Antiamerikanismus in Deutschland
Unvollständige Anmerkungen
zum Antiamerikanismus in Deutschland und dem Erschrecken darüber in
den USA.
"[Der
Anti-Amerikanismus] ist Ausdruck nicht einer durchdachten,
kontinuierlichen politischen Gegnerschaft, sonder Anti-Amerikanismus
ist die eine Seite einer Hassliebe und darin dem Anti-Semitismus
verwandt, der den Juden in wechselnder Folge alles Gute und alles
Schlechte nachsagt, und sie, dabei nur den eigenen triebökonomischen
Bedürfnissen gehorchend, je nach Bedarf mystifiziert oder
dämonisiert." (Wolfgang Pohrt 1984)
Wenngleich Pohrt damals bereits den
Antiimperialismus der deutschen Linken seit den späten Siebzigern
als vornehmlich antiamerikanisches Ressentiment und wenig mehr als
eine völkische Ideologie analysierte, und den sich
internationalistisch gebenden Antiimperialisten attestierte, sie
hätten sich in hauptberufliche deutsche Staatsbürger
zurückverwandelt, so hatte er doch die Hoffnung, der
Anti-Amerikanismus bleibe folgenlos "und [werde] wie ein böser Spuk
in sich selbst zusammenbrechen" (1).
Friedliebende BRD" versus "kriegstreiberischen
USA
Der Antiamerikanismus, so Pohrt, der eine "irrige Annahme" sei,
stelle die "friedliebende BRD" einer "kriegstreiberischen USA"
gegenüber.

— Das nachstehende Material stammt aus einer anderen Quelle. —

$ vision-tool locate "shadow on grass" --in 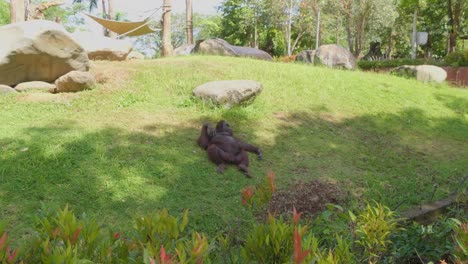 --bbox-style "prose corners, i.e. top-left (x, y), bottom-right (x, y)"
top-left (265, 108), bottom-right (468, 208)
top-left (0, 122), bottom-right (256, 237)
top-left (0, 108), bottom-right (468, 237)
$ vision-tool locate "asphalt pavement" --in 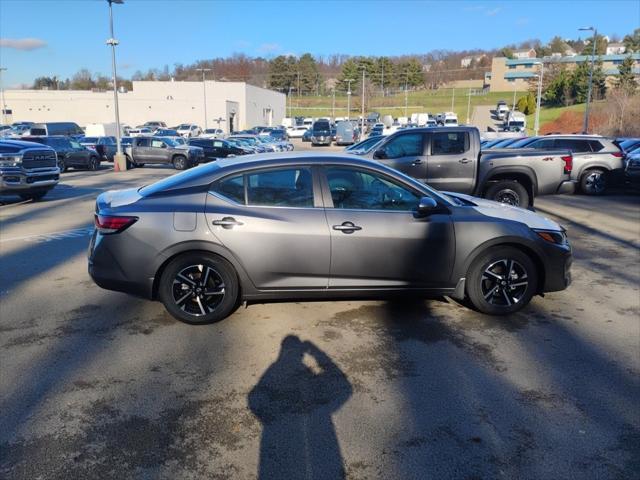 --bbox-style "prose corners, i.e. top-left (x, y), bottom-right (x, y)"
top-left (0, 144), bottom-right (640, 479)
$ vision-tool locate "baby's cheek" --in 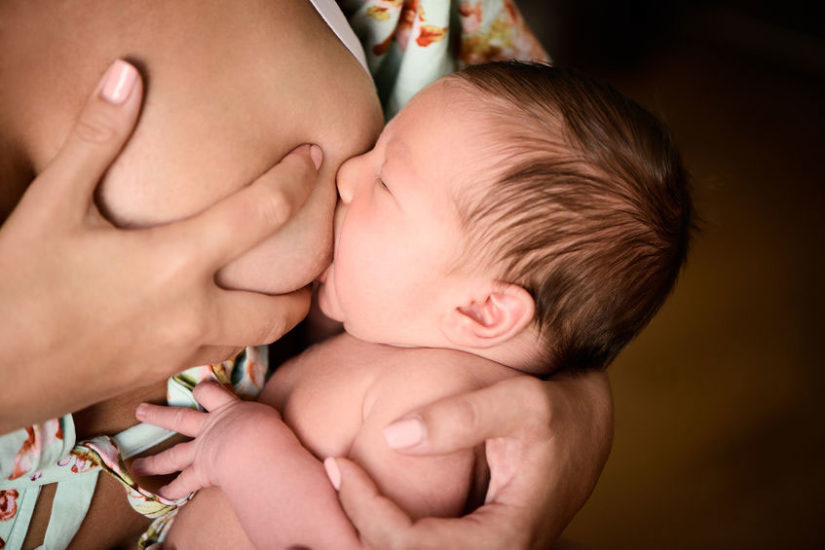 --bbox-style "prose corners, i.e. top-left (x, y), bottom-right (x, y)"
top-left (217, 174), bottom-right (337, 294)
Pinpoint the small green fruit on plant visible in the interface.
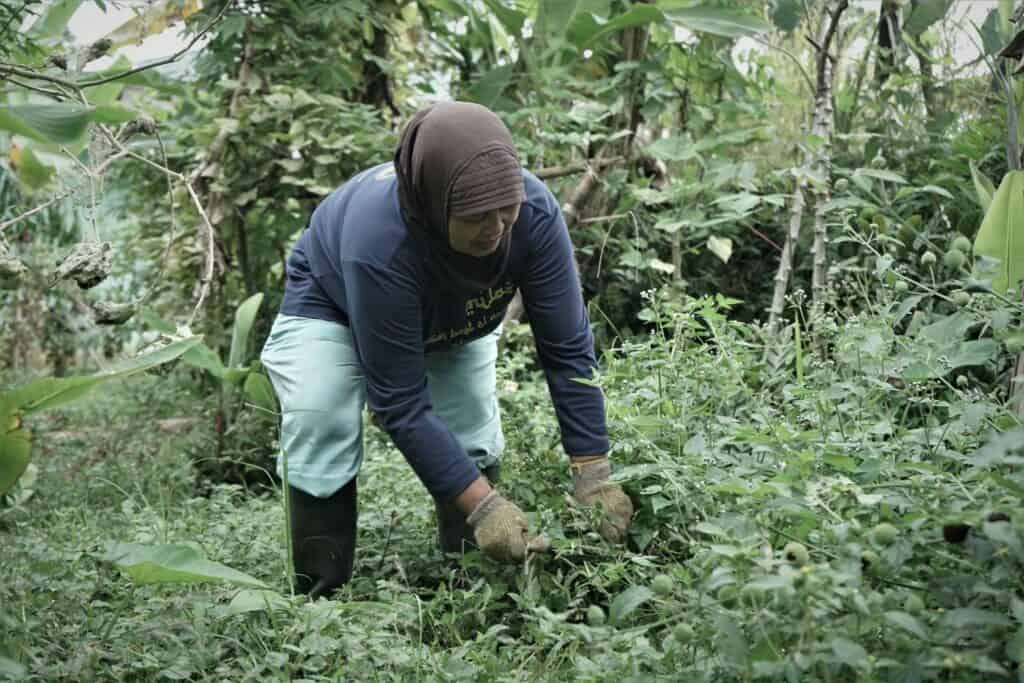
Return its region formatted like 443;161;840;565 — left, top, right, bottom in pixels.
949;234;971;254
903;593;925;614
672;624;695;645
942;249;967;270
860;550;880;571
782;542;811;565
650;573;674;598
871;522;899;546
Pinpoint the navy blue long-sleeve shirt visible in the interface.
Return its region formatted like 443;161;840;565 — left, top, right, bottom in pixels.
281;164;608;501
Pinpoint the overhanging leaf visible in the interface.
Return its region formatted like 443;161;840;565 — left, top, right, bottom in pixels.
227;294;263;368
585;5;665;45
0;423;32;496
181;344;225;379
771;0;804;33
483;0;526;38
665;7;771;38
102;543;267;588
974;171;1024;294
0;102;93;144
708;234;732;263
2;337;203;415
17;147;56;189
466;65;515;108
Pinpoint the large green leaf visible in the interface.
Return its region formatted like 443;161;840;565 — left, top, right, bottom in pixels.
102;543;267;588
0;102;135;144
17;147;56;190
483;0;526;38
466;65;515;109
0;102;92;144
227;293;263;368
572;5;665;45
0;415;32;496
771;0;804;33
659;3;771;38
7;337;203;414
969;160;995;211
903;0;956;37
181;344;225;379
974;171;1024;294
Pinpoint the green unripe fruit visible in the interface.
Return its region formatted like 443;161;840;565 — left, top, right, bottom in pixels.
860;550;879;571
949;234;971;254
871;522;899;546
782;542;811;565
650;573;675;598
903;593;925;614
942;249;967;270
672;624;695;645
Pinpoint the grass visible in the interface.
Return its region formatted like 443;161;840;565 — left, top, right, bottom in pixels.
0;295;1024;682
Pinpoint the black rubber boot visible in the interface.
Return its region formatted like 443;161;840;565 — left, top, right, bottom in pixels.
434;463;501;555
288;479;358;599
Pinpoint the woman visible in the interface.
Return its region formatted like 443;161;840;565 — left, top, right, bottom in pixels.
261;102;633;597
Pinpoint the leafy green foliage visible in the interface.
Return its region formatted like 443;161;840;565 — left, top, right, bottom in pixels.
974;171;1024;294
103;543;266;588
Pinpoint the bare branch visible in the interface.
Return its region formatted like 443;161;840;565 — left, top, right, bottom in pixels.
0;189;75;232
76;0;234;88
534;157;626;180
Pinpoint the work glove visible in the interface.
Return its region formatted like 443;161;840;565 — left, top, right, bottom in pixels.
466;490;531;562
569;456;633;543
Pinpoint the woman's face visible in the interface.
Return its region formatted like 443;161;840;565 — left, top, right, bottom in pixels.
449;204;519;258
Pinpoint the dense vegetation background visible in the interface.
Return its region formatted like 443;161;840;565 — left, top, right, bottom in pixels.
0;0;1024;681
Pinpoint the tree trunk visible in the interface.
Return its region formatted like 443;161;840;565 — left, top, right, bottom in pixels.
872;0;900;87
768;0;849;334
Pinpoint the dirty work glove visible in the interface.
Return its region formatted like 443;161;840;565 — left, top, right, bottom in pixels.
466;490;529;562
569;456;633;543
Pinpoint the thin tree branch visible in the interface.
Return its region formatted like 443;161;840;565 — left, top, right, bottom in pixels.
75;0;234;88
0;189;75;232
534;157;626;180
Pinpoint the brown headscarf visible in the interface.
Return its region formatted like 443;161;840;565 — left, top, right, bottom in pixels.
394;102;525;291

Die Wahrheit allerdings werde sich auf Dauer nicht
verschweigen lassen, denn die USA sei zwar genauso wie die BRD zu
kritisieren, da mittels ihrer Politik tatkräftig eine Welt ohne
Elend, Hunger, Folter verhindert werde, jedoch sei andererseits die
USA "das gelobte Land", wenn man "die Wirklichkeit und besonders die
der Bundesrepublik in Betracht zieh[e]«" (2), wie er am Beispiel des
Staatsbürgerrecht, dem Kampf gegen Diskriminierung und Rassismus
oder die Verdienste der amerikanischen Medien öffentliche Debatten
anzustoßen, verdeutlicht.
Der Antiamerikanismus, jedoch auch für die Linke
mehr als bloß "eine irrige Annahme", ist seit dem 19. Jahrhundert
konstitutiv für das deutsche Selbstverständnis "sei es in Form der
Abgrenzung eines besonderen "deutschen Kapitalismus" gegenüber dem
"amerikanisch-jüdischen materialistischen Kapitalismus", dem
"amerikanischen Pragmatismus" oder der "kalten Gesellschaft" versus
der "warmen deutschen Gemeinschaft", oder des "Morgenthau-Plans"
nach 1945, um nur einige Beispiele zu nennen.
Wobei letzterer, wahlweise als "jüdischer Plan"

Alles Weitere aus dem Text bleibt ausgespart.